You can try and start one, after all yolo, lol, rotfl. Or perhaps not ;)

When I asked, I was wondering if it was a known abbreviation from an academic
field I didn't know. I wouldn't use it, e.g. is the correct abbreviation to
use in this instance.

------
geronimogarcia
Man, this bring memories back! This was one of the recurring sources I had
five or six years ago along with Eloquent JavaScript. Everyone doing
JavaScript should read it at least twice.

------
keithwhor
I should point out that:

    
    
      // Set Bar's prototype to a new instance of Foo
      Bar.prototype = new Foo();
      Bar.prototype.foo = 'Hello World';
    

Is an antipattern. Use

    
    
      Object.create()
    

to set up your prototype chain, i.e.:

    
    
      Bar.prototype = Object.create(Foo.prototype);
      Bar.prototype.foo = 'Hello World';
    

I understand this information is dated, but it should be updated as the
language evolves and standards change. Surprises me to still see this floating
around.
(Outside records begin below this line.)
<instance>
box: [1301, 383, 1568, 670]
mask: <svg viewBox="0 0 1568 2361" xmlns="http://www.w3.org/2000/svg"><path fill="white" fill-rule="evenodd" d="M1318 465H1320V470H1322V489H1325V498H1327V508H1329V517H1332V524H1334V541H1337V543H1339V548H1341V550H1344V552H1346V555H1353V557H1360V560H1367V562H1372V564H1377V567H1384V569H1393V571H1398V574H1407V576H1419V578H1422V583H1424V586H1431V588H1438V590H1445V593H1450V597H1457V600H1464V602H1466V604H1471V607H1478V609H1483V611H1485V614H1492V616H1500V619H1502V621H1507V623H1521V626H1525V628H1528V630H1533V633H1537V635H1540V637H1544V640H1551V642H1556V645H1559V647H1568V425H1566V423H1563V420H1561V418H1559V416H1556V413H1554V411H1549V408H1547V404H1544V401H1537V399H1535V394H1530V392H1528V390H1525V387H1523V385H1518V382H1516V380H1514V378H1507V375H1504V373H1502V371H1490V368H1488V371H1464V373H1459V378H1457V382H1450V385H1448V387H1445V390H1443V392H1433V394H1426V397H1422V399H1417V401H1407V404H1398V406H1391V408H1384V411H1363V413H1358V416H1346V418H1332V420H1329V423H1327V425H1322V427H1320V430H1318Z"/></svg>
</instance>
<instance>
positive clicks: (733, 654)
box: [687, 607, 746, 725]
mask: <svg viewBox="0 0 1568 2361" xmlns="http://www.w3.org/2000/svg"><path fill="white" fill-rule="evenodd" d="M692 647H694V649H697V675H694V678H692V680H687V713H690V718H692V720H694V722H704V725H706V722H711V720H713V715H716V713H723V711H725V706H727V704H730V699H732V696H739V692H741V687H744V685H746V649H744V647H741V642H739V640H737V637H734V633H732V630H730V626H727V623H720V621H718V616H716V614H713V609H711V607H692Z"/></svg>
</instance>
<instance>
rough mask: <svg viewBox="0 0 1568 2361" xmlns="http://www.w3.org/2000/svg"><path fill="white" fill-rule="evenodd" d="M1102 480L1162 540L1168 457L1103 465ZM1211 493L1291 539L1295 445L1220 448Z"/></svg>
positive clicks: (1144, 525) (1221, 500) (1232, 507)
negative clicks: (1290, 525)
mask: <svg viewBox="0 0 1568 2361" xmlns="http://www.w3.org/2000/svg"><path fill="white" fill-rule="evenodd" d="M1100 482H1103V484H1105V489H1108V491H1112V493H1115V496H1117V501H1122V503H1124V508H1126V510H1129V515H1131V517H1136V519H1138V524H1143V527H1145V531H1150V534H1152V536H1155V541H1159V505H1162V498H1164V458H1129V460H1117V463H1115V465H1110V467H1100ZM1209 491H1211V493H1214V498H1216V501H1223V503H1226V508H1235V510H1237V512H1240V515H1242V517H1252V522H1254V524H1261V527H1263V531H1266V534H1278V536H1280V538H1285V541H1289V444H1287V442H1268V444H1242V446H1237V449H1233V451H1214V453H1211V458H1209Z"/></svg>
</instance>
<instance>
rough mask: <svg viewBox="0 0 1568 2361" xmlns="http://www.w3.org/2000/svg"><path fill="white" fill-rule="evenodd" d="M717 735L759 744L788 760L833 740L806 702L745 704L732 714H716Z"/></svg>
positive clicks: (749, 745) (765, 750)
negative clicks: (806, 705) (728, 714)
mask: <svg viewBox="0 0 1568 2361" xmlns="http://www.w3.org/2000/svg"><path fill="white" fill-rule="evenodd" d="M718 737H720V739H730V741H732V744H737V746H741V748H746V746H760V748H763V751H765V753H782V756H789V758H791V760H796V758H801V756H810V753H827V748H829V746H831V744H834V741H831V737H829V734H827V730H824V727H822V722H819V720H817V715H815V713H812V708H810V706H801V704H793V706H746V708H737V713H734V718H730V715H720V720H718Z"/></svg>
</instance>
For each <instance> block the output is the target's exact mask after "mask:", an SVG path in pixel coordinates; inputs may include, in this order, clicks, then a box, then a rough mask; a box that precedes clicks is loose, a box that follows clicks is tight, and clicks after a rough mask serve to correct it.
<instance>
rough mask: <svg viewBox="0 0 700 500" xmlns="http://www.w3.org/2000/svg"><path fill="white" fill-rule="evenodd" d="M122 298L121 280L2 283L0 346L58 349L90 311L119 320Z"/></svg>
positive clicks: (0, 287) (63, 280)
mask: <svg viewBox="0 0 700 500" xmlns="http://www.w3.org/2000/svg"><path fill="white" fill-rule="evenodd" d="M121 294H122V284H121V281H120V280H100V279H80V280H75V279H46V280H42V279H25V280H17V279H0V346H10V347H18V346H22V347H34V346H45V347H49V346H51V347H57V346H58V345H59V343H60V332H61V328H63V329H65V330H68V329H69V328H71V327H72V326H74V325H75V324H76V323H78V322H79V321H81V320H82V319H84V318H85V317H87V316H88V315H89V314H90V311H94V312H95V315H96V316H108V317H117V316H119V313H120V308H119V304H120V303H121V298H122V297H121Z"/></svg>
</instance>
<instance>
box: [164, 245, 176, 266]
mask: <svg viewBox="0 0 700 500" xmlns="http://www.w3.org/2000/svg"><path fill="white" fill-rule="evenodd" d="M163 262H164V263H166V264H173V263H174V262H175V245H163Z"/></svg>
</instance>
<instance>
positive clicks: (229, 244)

You do not want to invoke your constructor when you set a prototype.
If you want to use the parent constructor's behaviour in the child, it should
be done in your child constructor using Foo.call(this, ...) or Foo.apply(this,
[...]).

Object.create is supported by all modern browsers, and the Object.create
polyfill can be found in Mozilla's documentation:

[https://developer.mozilla.org/en-
US/docs/Web/JavaScript/Refe...](https://developer.mozilla.org/en-
US/docs/Web/JavaScript/Reference/Global_Objects/Object/create)

------
osconfused
On this same subject, an excellent read is JavaScript: the Good Parts.
[http://shop.oreilly.com/product/9780596517748.do](http://shop.oreilly.com/product/9780596517748.do)

------
mckoss
How do they manage to keep the different language translations in sync? Seems
duanting to send a pull request for anything but typos.